Lingxi Technology China said that the marginal AI chip market is still open and there is no absolute overlord. Emerging and diverse application scenarios have brought huge market opportunities for domestic AI chips, especially in increasingly fragmented markets such as autonomous driving, intelligent security, intelligent Internet of Things, and wearable devices. Domestic AI chip manufacturers and international giant chip manufacturers are on the same starting line, and even have advantages in some fields.
As a famous scientist in the field of computing architecture said, now is the golden age of chip architecture, which is unprecedented. Although CPU and GPU will continue to innovate and are indispensable in some computing tasks, the new market spawned by the trend of AI accelerated computing and data explosion must be huge and diverse, which brings new opportunities to AI chip companies.

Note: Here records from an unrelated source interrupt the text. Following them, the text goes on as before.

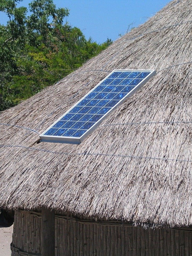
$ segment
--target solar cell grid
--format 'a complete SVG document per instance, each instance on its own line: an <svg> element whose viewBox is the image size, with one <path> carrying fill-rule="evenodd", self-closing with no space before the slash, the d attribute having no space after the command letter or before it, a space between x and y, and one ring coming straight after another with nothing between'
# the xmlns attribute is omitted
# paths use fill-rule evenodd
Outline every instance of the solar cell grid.
<svg viewBox="0 0 192 256"><path fill-rule="evenodd" d="M80 143L106 114L155 74L154 70L114 71L41 135L42 140Z"/></svg>

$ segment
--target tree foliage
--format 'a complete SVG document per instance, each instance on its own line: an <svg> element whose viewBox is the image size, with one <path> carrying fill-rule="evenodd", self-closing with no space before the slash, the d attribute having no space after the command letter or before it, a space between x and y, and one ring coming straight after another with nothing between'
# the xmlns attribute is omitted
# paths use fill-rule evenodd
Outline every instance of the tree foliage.
<svg viewBox="0 0 192 256"><path fill-rule="evenodd" d="M9 18L0 25L0 111L18 104L53 84L98 54L112 42L87 40L64 18L67 9L53 0L33 0L28 10L20 0L1 0Z"/></svg>

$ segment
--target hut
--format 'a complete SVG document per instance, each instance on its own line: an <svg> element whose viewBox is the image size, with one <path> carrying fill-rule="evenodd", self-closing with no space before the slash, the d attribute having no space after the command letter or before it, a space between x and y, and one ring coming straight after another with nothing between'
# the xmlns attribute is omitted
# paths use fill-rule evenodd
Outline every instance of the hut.
<svg viewBox="0 0 192 256"><path fill-rule="evenodd" d="M57 256L192 255L192 2L174 0L1 113L0 205L15 211L13 256L44 256L46 239ZM109 72L124 69L157 74L81 144L39 142Z"/></svg>

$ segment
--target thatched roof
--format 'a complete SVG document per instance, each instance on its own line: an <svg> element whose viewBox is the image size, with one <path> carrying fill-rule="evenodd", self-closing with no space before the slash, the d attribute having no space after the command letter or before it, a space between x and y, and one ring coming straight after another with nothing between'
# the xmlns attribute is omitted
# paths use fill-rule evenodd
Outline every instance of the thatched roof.
<svg viewBox="0 0 192 256"><path fill-rule="evenodd" d="M0 125L0 205L192 225L192 64L179 65L192 61L192 2L174 0L58 83L2 113L0 123L41 133L108 72L157 72L80 145L37 144L35 132Z"/></svg>

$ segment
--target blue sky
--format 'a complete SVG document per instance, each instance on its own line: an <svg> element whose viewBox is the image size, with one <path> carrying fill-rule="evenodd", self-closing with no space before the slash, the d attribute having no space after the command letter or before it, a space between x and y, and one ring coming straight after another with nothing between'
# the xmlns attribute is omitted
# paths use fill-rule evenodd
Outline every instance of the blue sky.
<svg viewBox="0 0 192 256"><path fill-rule="evenodd" d="M1 0L0 0L1 1ZM31 0L23 0L19 6L29 7ZM54 0L57 8L70 9L69 24L79 27L87 39L91 37L97 43L107 38L113 41L130 27L137 27L161 10L169 0ZM0 24L7 19L0 12Z"/></svg>

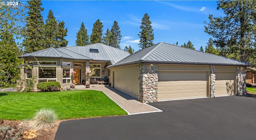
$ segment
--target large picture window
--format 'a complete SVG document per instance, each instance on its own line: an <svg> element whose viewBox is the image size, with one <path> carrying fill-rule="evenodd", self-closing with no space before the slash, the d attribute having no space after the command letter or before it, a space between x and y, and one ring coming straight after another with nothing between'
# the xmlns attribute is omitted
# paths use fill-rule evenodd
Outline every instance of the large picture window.
<svg viewBox="0 0 256 140"><path fill-rule="evenodd" d="M90 68L90 70L91 72L89 74L90 80L92 81L98 81L99 78L100 78L101 69Z"/></svg>
<svg viewBox="0 0 256 140"><path fill-rule="evenodd" d="M39 67L38 78L56 78L56 67Z"/></svg>
<svg viewBox="0 0 256 140"><path fill-rule="evenodd" d="M70 68L63 68L62 83L70 83L71 81L70 78Z"/></svg>

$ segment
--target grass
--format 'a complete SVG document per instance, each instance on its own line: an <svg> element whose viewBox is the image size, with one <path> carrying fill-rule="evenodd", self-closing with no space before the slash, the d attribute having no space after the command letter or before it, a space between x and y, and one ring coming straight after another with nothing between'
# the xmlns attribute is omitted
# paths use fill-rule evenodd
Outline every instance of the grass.
<svg viewBox="0 0 256 140"><path fill-rule="evenodd" d="M32 118L44 107L51 108L61 120L127 114L103 92L92 90L0 92L0 117L10 120Z"/></svg>
<svg viewBox="0 0 256 140"><path fill-rule="evenodd" d="M256 94L256 87L246 87L246 90Z"/></svg>
<svg viewBox="0 0 256 140"><path fill-rule="evenodd" d="M0 89L2 89L4 88L14 88L15 87L15 86L16 85L16 84L10 84L8 86L4 86L3 87L0 87Z"/></svg>

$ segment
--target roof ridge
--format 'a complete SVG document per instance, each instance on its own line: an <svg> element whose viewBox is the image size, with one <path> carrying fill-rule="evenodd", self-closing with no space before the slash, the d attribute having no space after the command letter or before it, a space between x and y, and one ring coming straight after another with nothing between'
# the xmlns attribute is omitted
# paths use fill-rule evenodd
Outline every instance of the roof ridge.
<svg viewBox="0 0 256 140"><path fill-rule="evenodd" d="M82 47L83 47L83 46L82 46ZM83 55L81 55L81 54L79 54L79 53L78 53L77 52L76 52L75 51L72 51L72 50L70 50L69 49L66 49L66 48L63 48L64 49L66 49L66 50L69 50L70 51L72 51L72 52L74 52L75 53L77 53L77 54L79 54L79 55L81 55L82 56L84 56L84 57L87 57L87 58L90 58L90 59L92 59L92 58L90 58L90 57L87 57L87 56L84 56ZM63 52L63 53L64 53ZM71 56L71 57L72 57L72 56Z"/></svg>
<svg viewBox="0 0 256 140"><path fill-rule="evenodd" d="M153 51L154 51L154 50L155 50L158 47L159 47L159 46L160 45L162 44L163 43L163 42L161 42L160 43L158 43L158 44L159 44L158 45L157 45L156 46L156 47L155 47L155 48L154 48L153 49L149 51L146 54L146 55L145 55L145 56L144 56L144 57L143 57L141 58L141 59L140 60L143 60L144 59L145 59L145 58L146 58L146 57L147 57L148 56L148 55L150 55L150 54L152 52L153 52ZM156 44L155 45L156 45Z"/></svg>

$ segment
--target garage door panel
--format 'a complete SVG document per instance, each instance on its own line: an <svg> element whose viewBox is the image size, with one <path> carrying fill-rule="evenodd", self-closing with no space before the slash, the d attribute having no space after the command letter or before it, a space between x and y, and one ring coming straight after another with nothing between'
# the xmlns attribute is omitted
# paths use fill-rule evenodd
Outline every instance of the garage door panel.
<svg viewBox="0 0 256 140"><path fill-rule="evenodd" d="M217 72L215 75L215 96L234 95L234 72Z"/></svg>
<svg viewBox="0 0 256 140"><path fill-rule="evenodd" d="M167 77L170 77L168 76L169 75L174 76L173 77L172 79L166 78ZM206 72L159 72L158 74L158 100L206 97L207 76ZM172 88L162 88L165 86L168 87L169 85L168 83L171 82L173 83Z"/></svg>

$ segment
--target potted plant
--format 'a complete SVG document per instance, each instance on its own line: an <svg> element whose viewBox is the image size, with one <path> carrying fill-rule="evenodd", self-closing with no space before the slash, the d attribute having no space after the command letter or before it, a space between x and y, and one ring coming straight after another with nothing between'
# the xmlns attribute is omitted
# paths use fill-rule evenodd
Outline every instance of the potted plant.
<svg viewBox="0 0 256 140"><path fill-rule="evenodd" d="M82 80L82 82L83 82L83 84L85 85L85 79L83 79L83 80Z"/></svg>
<svg viewBox="0 0 256 140"><path fill-rule="evenodd" d="M70 85L70 88L73 89L75 88L75 86L76 86L75 84L72 84Z"/></svg>
<svg viewBox="0 0 256 140"><path fill-rule="evenodd" d="M90 88L90 85L91 85L91 84L89 84L89 83L87 83L85 84L85 86L86 86L87 88Z"/></svg>

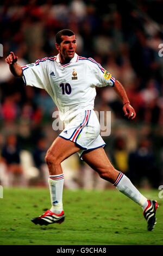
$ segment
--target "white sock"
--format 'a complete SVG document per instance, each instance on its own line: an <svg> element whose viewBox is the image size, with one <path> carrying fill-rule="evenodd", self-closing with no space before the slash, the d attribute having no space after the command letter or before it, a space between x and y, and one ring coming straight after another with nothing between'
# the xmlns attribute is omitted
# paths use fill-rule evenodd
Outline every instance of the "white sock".
<svg viewBox="0 0 163 256"><path fill-rule="evenodd" d="M143 210L148 205L147 199L140 193L128 178L122 173L120 172L114 186L123 194L141 205Z"/></svg>
<svg viewBox="0 0 163 256"><path fill-rule="evenodd" d="M51 211L59 214L63 210L64 174L50 175L48 179L52 207Z"/></svg>

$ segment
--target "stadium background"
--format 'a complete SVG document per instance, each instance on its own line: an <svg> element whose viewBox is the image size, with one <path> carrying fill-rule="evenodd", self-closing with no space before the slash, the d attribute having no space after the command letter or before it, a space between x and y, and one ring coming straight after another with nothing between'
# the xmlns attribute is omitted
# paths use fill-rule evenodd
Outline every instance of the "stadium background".
<svg viewBox="0 0 163 256"><path fill-rule="evenodd" d="M97 89L95 109L111 111L111 135L103 137L107 154L135 185L162 184L163 57L158 54L162 2L10 2L0 3L0 184L47 186L44 156L59 134L52 129L57 108L49 96L25 87L10 74L4 58L12 51L24 65L55 55L55 35L68 28L77 35L77 53L93 58L119 80L137 113L134 120L127 120L112 89ZM111 187L77 155L62 164L68 188Z"/></svg>

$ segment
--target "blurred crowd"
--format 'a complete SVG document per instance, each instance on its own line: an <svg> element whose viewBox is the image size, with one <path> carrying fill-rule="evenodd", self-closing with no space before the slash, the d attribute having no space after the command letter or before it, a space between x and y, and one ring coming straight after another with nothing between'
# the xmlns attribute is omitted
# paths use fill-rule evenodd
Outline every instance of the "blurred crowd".
<svg viewBox="0 0 163 256"><path fill-rule="evenodd" d="M44 157L60 132L52 129L57 108L51 97L14 77L4 59L13 51L26 65L56 55L56 33L70 28L77 36L77 53L93 58L120 80L137 113L131 122L126 120L114 90L97 89L95 109L111 113L111 134L103 137L111 161L137 186L162 184L163 2L136 2L1 1L0 184L47 185ZM62 164L68 188L109 186L77 155Z"/></svg>

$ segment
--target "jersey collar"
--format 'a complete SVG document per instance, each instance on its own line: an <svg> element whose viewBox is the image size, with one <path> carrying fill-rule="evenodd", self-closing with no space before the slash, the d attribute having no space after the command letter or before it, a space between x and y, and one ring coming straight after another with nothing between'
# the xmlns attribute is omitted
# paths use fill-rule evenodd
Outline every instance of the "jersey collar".
<svg viewBox="0 0 163 256"><path fill-rule="evenodd" d="M72 59L71 59L71 60L70 60L70 63L71 63L71 62L77 62L77 61L78 60L78 59L79 59L79 56L75 52L75 54L74 55L74 57L72 58ZM57 62L58 62L58 63L60 63L60 59L59 59L59 53L58 53L58 54L55 60ZM68 64L69 64L69 63L67 63L66 65L67 65ZM61 64L61 65L62 65L62 64ZM65 65L62 65L65 66Z"/></svg>

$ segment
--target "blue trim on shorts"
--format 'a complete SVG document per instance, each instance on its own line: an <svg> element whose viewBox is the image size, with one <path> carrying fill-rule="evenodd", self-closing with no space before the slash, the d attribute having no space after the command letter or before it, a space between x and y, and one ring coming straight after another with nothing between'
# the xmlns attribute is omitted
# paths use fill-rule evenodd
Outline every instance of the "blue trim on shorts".
<svg viewBox="0 0 163 256"><path fill-rule="evenodd" d="M84 119L86 117L86 110L85 111L85 116L84 116L84 119L82 121L82 123L81 123L81 124L79 124L79 125L78 126L78 127L76 129L76 130L74 131L74 132L73 132L72 135L71 135L71 137L70 138L70 139L71 139L71 138L73 136L74 134L75 133L75 132L76 132L77 130L79 127L80 127L82 125L82 124L84 122Z"/></svg>
<svg viewBox="0 0 163 256"><path fill-rule="evenodd" d="M86 110L85 111L85 113L86 113ZM78 137L79 137L80 134L81 132L82 132L83 129L84 128L84 127L85 127L85 126L86 126L87 125L89 120L90 118L90 116L91 116L91 111L90 110L90 113L89 113L89 118L88 118L88 119L87 119L87 121L86 124L85 125L84 125L83 127L82 127L82 129L81 129L81 131L80 131L79 133L78 134L78 136L77 137L77 138L76 138L76 142L77 142L77 140L78 139Z"/></svg>
<svg viewBox="0 0 163 256"><path fill-rule="evenodd" d="M22 69L23 76L22 76L22 80L23 80L23 81L24 83L24 86L27 86L27 82L26 82L26 76L25 76L25 75L24 75L24 70ZM24 81L22 76L23 76L23 77L24 77L25 82Z"/></svg>
<svg viewBox="0 0 163 256"><path fill-rule="evenodd" d="M92 112L91 112L91 109L90 109L90 115L89 115L89 118L88 118L88 119L87 119L87 123L86 124L86 126L88 125L89 121L89 120L90 120L90 116L91 116L91 113L92 113Z"/></svg>
<svg viewBox="0 0 163 256"><path fill-rule="evenodd" d="M58 137L60 137L61 138L62 138L63 139L66 139L66 141L70 141L70 139L67 139L66 138L65 138L64 137L62 137L61 135L58 135ZM75 143L77 145L77 146L78 146L79 148L80 148L81 149L84 149L84 150L86 149L86 148L84 148L84 147L81 146L81 145L79 145L79 144L77 143L77 142L74 142L74 141L71 141L72 142L73 142L74 143Z"/></svg>
<svg viewBox="0 0 163 256"><path fill-rule="evenodd" d="M94 150L94 149L98 149L99 148L102 148L102 147L103 148L104 148L105 147L106 145L106 143L103 144L101 145L101 146L97 147L96 148L92 148L91 149L89 149L86 150L85 151L84 151L83 152L82 152L82 153L81 154L81 155L80 156L80 160L84 161L83 159L81 159L81 157L82 157L82 156L83 156L83 154L88 153L89 152L90 152L91 151Z"/></svg>

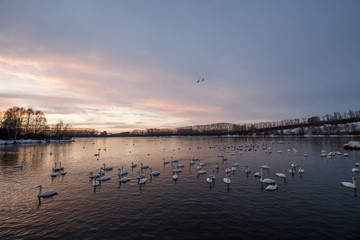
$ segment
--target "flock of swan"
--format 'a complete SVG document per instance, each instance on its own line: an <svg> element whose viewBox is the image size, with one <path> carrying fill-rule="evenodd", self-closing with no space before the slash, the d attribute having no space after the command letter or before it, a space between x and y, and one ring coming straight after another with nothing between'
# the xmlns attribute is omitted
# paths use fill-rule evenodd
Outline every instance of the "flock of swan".
<svg viewBox="0 0 360 240"><path fill-rule="evenodd" d="M106 148L104 148L104 151L106 151ZM294 151L297 151L297 150L294 149ZM100 152L100 149L99 149L99 152ZM271 150L266 149L266 153L270 154ZM278 153L282 153L282 152L278 151ZM321 152L321 157L332 158L335 155L341 155L341 153L340 152L330 152L329 154L326 155L324 150ZM94 156L99 157L99 153L94 154ZM348 156L348 155L344 153L344 156ZM227 161L227 158L224 158L223 155L218 155L218 157L221 157L223 163L225 161ZM304 154L304 157L307 157L307 155ZM192 167L197 162L198 162L198 164L196 166L197 175L200 176L200 175L206 174L207 171L202 169L206 165L206 163L200 162L199 158L191 159L189 161L189 166ZM167 165L167 164L170 164L170 163L173 166L172 179L176 182L179 179L178 174L180 172L182 172L182 169L185 167L185 165L182 164L182 163L179 163L179 160L174 159L174 158L172 158L171 161L166 161L165 159L163 159L164 166ZM138 165L136 163L132 162L131 165L130 165L130 168L132 170L134 170L134 169L137 168L137 166ZM239 163L234 162L232 167L226 167L225 168L225 177L223 178L223 182L227 185L228 188L230 187L230 185L232 183L231 172L234 175L234 173L235 173L235 171L237 171L238 167L239 167ZM359 172L358 167L360 167L360 163L355 164L355 167L352 169L352 172L354 172L354 173ZM21 163L19 165L15 165L15 166L13 166L13 168L22 169L23 168L23 162L21 161ZM210 187L215 184L215 180L216 180L215 172L219 173L219 168L220 168L219 164L216 163L215 168L212 170L212 173L209 174L209 176L206 178L206 181L209 183ZM143 173L143 171L146 170L146 169L150 170L150 172L148 173L150 178L152 178L153 176L160 175L160 171L153 170L152 167L149 167L148 165L144 165L143 163L140 163L140 172L138 172L138 175L136 176L136 180L138 181L138 184L139 184L140 188L142 187L142 185L146 184L146 182L148 180L145 173ZM260 171L255 172L253 174L253 176L255 178L260 178L259 182L261 184L266 184L265 190L266 191L274 191L274 190L278 189L278 185L276 183L276 180L271 179L271 178L264 178L263 171L270 169L269 164L261 165L261 166L259 166L259 169L260 169ZM108 172L108 171L112 171L112 170L113 170L113 168L111 166L106 166L106 164L104 163L103 167L100 168L99 173L90 172L89 178L92 181L92 186L94 187L94 191L96 190L96 188L98 186L101 185L101 182L110 180L110 177L106 176L105 173ZM57 163L55 163L55 166L54 166L54 168L52 168L52 172L51 172L50 176L52 178L56 177L58 172L60 172L61 175L66 174L66 171L64 170L64 167L61 166L61 162L59 162L59 167L57 167ZM129 173L129 171L127 169L124 169L123 167L121 167L121 168L118 168L118 172L119 172L118 173L118 176L119 176L118 182L120 184L121 183L126 183L126 182L129 182L129 181L133 180L131 178L126 177L126 175ZM297 166L295 163L292 163L290 165L290 169L288 169L288 170L283 169L282 172L275 172L275 176L277 176L278 178L281 178L284 181L286 181L286 178L287 178L286 172L288 172L291 175L294 175L296 172L298 172L299 174L304 174L305 170L301 166ZM250 170L250 168L248 166L246 166L246 168L245 168L245 174L247 176L249 176L249 174L251 174L251 170ZM344 186L344 187L347 187L347 188L356 189L355 177L352 178L352 182L341 182L341 185ZM54 195L56 195L58 193L58 190L47 190L47 191L42 192L42 185L39 185L38 187L40 188L39 193L38 193L39 201L40 201L41 197L44 197L44 198L45 197L51 197L51 196L54 196Z"/></svg>

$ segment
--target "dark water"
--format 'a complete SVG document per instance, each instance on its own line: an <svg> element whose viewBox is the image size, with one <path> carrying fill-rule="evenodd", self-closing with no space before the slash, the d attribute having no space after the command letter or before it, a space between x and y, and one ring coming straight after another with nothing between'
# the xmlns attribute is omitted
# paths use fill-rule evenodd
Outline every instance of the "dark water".
<svg viewBox="0 0 360 240"><path fill-rule="evenodd" d="M0 146L1 239L359 239L360 201L357 192L341 186L359 173L360 151L321 158L321 150L343 150L340 138L103 138L74 143ZM272 154L266 153L271 147ZM94 156L101 148L100 158ZM106 148L106 151L103 149ZM296 151L295 151L296 150ZM277 151L282 151L278 153ZM52 152L52 154L50 154ZM42 154L41 154L42 153ZM307 154L308 157L304 157ZM224 155L222 161L218 155ZM177 182L172 169L185 165ZM199 158L207 174L198 176ZM23 169L12 166L23 161ZM50 177L55 162L67 174ZM132 170L131 162L138 166ZM199 163L197 162L197 163ZM206 178L220 165L215 186ZM239 162L228 189L225 168ZM103 163L114 170L111 180L94 192L89 172ZM141 188L135 179L140 163L161 172ZM296 163L305 173L287 180L275 172ZM253 173L269 164L265 177L278 190L265 191ZM247 176L245 166L252 173ZM118 182L118 168L129 171L128 183ZM360 184L360 181L358 181ZM38 185L59 190L38 202Z"/></svg>

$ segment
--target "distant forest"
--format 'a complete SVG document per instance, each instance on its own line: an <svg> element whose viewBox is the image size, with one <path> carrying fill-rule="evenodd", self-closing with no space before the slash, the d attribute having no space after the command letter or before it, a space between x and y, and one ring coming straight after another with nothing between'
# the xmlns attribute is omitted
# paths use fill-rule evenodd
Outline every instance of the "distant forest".
<svg viewBox="0 0 360 240"><path fill-rule="evenodd" d="M0 139L70 139L97 136L95 129L72 128L59 120L48 125L45 114L32 108L12 107L0 112Z"/></svg>
<svg viewBox="0 0 360 240"><path fill-rule="evenodd" d="M119 136L304 136L304 135L360 135L360 110L349 110L345 113L334 112L324 116L294 118L280 121L269 121L248 124L214 123L207 125L187 126L181 128L151 128L133 130L111 137Z"/></svg>
<svg viewBox="0 0 360 240"><path fill-rule="evenodd" d="M360 110L334 112L324 116L295 118L248 124L214 123L180 128L135 129L107 134L92 128L73 128L59 120L48 125L45 114L32 108L12 107L0 112L0 139L70 139L73 137L150 137L150 136L304 136L360 135Z"/></svg>

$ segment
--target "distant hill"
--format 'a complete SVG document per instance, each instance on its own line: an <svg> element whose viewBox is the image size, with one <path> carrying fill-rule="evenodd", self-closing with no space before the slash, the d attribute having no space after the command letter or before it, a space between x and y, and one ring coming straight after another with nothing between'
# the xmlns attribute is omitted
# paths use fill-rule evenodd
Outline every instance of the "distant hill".
<svg viewBox="0 0 360 240"><path fill-rule="evenodd" d="M314 135L360 135L360 110L347 113L334 112L321 118L298 118L249 124L213 123L180 128L151 128L110 136L314 136Z"/></svg>

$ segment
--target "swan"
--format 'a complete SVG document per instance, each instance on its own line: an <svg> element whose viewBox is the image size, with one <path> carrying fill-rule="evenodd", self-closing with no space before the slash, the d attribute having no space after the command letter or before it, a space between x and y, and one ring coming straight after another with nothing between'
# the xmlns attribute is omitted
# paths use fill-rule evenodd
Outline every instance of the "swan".
<svg viewBox="0 0 360 240"><path fill-rule="evenodd" d="M137 179L141 179L141 178L144 178L144 177L145 177L145 174L141 173L141 174L139 174L136 178L137 178Z"/></svg>
<svg viewBox="0 0 360 240"><path fill-rule="evenodd" d="M206 171L205 170L200 170L200 171L198 171L198 174L199 175L201 175L201 174L205 174L206 173Z"/></svg>
<svg viewBox="0 0 360 240"><path fill-rule="evenodd" d="M157 170L153 171L152 168L150 168L150 170L150 176L158 176L160 174L160 172Z"/></svg>
<svg viewBox="0 0 360 240"><path fill-rule="evenodd" d="M54 166L54 168L53 168L53 170L54 170L55 172L57 172L57 171L60 170L60 168L57 168L56 165L57 165L57 163L55 163L55 166Z"/></svg>
<svg viewBox="0 0 360 240"><path fill-rule="evenodd" d="M121 167L121 169L119 168L119 176L123 176L123 175L126 175L126 174L128 174L128 171L126 169L124 170L123 167Z"/></svg>
<svg viewBox="0 0 360 240"><path fill-rule="evenodd" d="M21 161L21 163L19 164L19 165L15 165L15 166L13 166L13 168L23 168L23 163L22 163L22 161Z"/></svg>
<svg viewBox="0 0 360 240"><path fill-rule="evenodd" d="M300 170L300 169L299 169ZM276 176L278 176L278 177L281 177L281 178L286 178L286 175L285 175L285 169L283 170L283 172L282 173L275 173L275 175Z"/></svg>
<svg viewBox="0 0 360 240"><path fill-rule="evenodd" d="M289 173L291 173L292 175L294 175L296 173L294 168L289 169Z"/></svg>
<svg viewBox="0 0 360 240"><path fill-rule="evenodd" d="M274 190L276 190L277 189L277 184L275 184L275 185L268 185L267 187L266 187L266 191L274 191Z"/></svg>
<svg viewBox="0 0 360 240"><path fill-rule="evenodd" d="M93 173L93 172L90 172L90 176L89 178L98 178L100 177L100 173Z"/></svg>
<svg viewBox="0 0 360 240"><path fill-rule="evenodd" d="M227 176L226 178L224 178L224 183L226 183L228 186L231 184L230 176Z"/></svg>
<svg viewBox="0 0 360 240"><path fill-rule="evenodd" d="M146 182L147 182L147 178L145 178L145 177L141 178L139 181L140 185L145 184Z"/></svg>
<svg viewBox="0 0 360 240"><path fill-rule="evenodd" d="M173 179L176 181L176 180L178 180L178 178L179 178L179 176L176 173L174 173Z"/></svg>
<svg viewBox="0 0 360 240"><path fill-rule="evenodd" d="M98 181L96 178L93 181L93 187L97 187L100 185L100 181Z"/></svg>
<svg viewBox="0 0 360 240"><path fill-rule="evenodd" d="M59 164L60 164L59 169L60 169L60 170L64 170L64 167L61 166L61 162L59 162Z"/></svg>
<svg viewBox="0 0 360 240"><path fill-rule="evenodd" d="M122 182L128 182L130 181L131 179L128 178L128 177L122 177L122 178L119 178L119 182L122 183Z"/></svg>
<svg viewBox="0 0 360 240"><path fill-rule="evenodd" d="M140 163L140 165L141 165L141 169L147 169L147 168L149 168L148 165L143 165L142 163Z"/></svg>
<svg viewBox="0 0 360 240"><path fill-rule="evenodd" d="M56 177L56 172L55 172L54 169L53 169L52 173L50 173L50 176L51 176L51 177Z"/></svg>
<svg viewBox="0 0 360 240"><path fill-rule="evenodd" d="M110 180L110 177L109 176L102 176L99 178L99 181L107 181L107 180Z"/></svg>
<svg viewBox="0 0 360 240"><path fill-rule="evenodd" d="M261 173L260 172L254 173L254 177L261 177Z"/></svg>
<svg viewBox="0 0 360 240"><path fill-rule="evenodd" d="M356 185L355 185L355 178L353 177L353 182L341 182L341 184L344 186L344 187L348 187L348 188L356 188Z"/></svg>
<svg viewBox="0 0 360 240"><path fill-rule="evenodd" d="M274 183L276 183L276 181L275 180L273 180L273 179L271 179L271 178L263 178L263 173L262 173L262 171L261 171L261 178L260 178L260 182L261 183L266 183L266 184L274 184Z"/></svg>
<svg viewBox="0 0 360 240"><path fill-rule="evenodd" d="M47 190L47 191L42 193L41 192L42 185L39 185L38 187L40 188L39 193L38 193L38 197L50 197L50 196L53 196L53 195L58 193L58 190Z"/></svg>
<svg viewBox="0 0 360 240"><path fill-rule="evenodd" d="M179 160L177 159L173 159L173 157L171 157L171 162L175 163L175 162L178 162Z"/></svg>
<svg viewBox="0 0 360 240"><path fill-rule="evenodd" d="M106 164L104 163L104 170L105 171L110 171L110 170L112 170L112 167L107 167Z"/></svg>
<svg viewBox="0 0 360 240"><path fill-rule="evenodd" d="M269 164L265 164L265 165L261 165L260 168L262 168L262 169L269 169L270 167L269 167Z"/></svg>

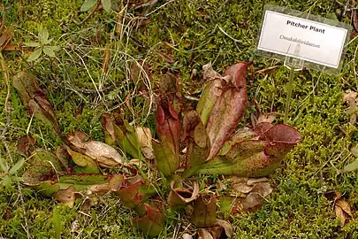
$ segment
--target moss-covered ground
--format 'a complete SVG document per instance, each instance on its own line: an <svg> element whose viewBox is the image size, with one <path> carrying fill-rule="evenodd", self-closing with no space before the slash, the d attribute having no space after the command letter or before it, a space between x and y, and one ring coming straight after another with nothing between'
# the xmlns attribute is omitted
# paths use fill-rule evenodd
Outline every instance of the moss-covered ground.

From the perspective of CPU, x86 architecture has shown signs of loosening the dominance of PC and server, and Arm has gradually moved from mobile phones and IoT to PC and server. RISC-V also starts with IOT devices and lays out more devices. The heterogeneous integration of Von Neumann architecture and non-Von Neumann architecture is moving towards scale. ...
Every wave of technology will produce new leading companies. Will the edge be AI?